JAKARTA — Kementerian Sosial menyiapkan pembelajaran Sekolah Rakyat tahun ajaran 2026–2027 mulai Juli mendatang. Menteri Sosial Saifullah Yusuf atau Gus Ipul mengatakan alokasi siswa tahun ini mencapai 32 ribu orang.

Jumlah itu menambah peserta Sekolah Rakyat yang sebelumnya sudah lebih dari 15 ribu siswa. Dengan tambahan tersebut, total siswa Sekolah Rakyat diperkirakan mencapai lebih dari 46 ribu orang.

“Penyelenggaraan sekolah rakyat di tahun 2026-2027 insyaallah akan kita mulai pembelajarannya pada bulan Juli yang akan datang dengan alokasi siswa mencapai 32.000 untuk tahun ini,” kata Gus Ipul di kompleks Istana Kepresidenan, Jakarta, Selasa, 12 Mei.

Gus Ipul menyampaikan hal itu sebelum melaporkan tiga agenda utama Kementerian Sosial kepada Presiden.

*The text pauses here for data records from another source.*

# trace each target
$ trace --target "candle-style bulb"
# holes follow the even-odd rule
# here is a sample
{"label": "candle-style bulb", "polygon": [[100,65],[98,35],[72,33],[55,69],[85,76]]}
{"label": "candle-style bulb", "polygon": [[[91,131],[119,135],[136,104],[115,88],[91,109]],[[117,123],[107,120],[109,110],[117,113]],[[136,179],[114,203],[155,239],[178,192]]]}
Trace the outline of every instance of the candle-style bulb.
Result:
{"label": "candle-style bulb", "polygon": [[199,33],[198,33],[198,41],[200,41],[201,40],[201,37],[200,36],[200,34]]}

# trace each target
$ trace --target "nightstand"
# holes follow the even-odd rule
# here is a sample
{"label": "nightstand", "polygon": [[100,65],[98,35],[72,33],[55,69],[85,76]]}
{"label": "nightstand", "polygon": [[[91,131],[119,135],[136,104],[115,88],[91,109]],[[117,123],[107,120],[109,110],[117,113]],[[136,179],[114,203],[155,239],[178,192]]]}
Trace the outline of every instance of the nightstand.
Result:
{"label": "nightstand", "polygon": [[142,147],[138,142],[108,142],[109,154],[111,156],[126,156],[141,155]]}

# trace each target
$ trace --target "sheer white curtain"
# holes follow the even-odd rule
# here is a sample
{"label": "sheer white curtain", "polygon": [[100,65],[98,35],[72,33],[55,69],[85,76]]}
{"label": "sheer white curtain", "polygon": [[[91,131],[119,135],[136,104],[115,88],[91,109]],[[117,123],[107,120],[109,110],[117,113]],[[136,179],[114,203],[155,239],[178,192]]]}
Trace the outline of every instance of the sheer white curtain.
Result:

Tiga agenda tersebut adalah pemutakhiran data, bansos tepat sasaran, dan Sekolah Rakyat.

Menurut Gus Ipul, pemutakhiran data menjadi kunci agar bantuan sosial tidak salah alamat. Kemensos juga akan memakai data terbaru hasil pemutakhiran Badan Pusat Statistik dan memadankannya dengan data Pusat Pelaporan dan Analisis Transaksi Keuangan atau PPATK.

Gus Ipul mengatakan bansos tidak boleh membuat penerima kehilangan dorongan untuk mandiri. Karena itu, penerima bansos, terutama yang masih berusia produktif, akan diarahkan mengikuti program pemberdayaan pemerintah.

“Bansos ini diharapkan tidak membuat masyarakat demotivasi. Malah justru sebaliknya, dengan bansos ini diharapkan masyarakat lebih semangat dengan mengikuti program strategis Presiden yang lain,” ujarnya.

Ia menyebut program pemberdayaan menjadi bagian penting dalam pengentasan kemiskinan. Pemerintah ingin bantuan sosial tidak berhenti sebagai uang bantuan, tetapi ikut mendorong warga miskin masuk ke kegiatan produktif.

Terkait subsidi LPG 3 kilogram, Gus Ipul mengatakan pembahasannya akan dilakukan bersama kementerian terkait. Kementerian Sosial akan terlibat jika pembahasan itu menyangkut data dan kelompok penerima manfaat.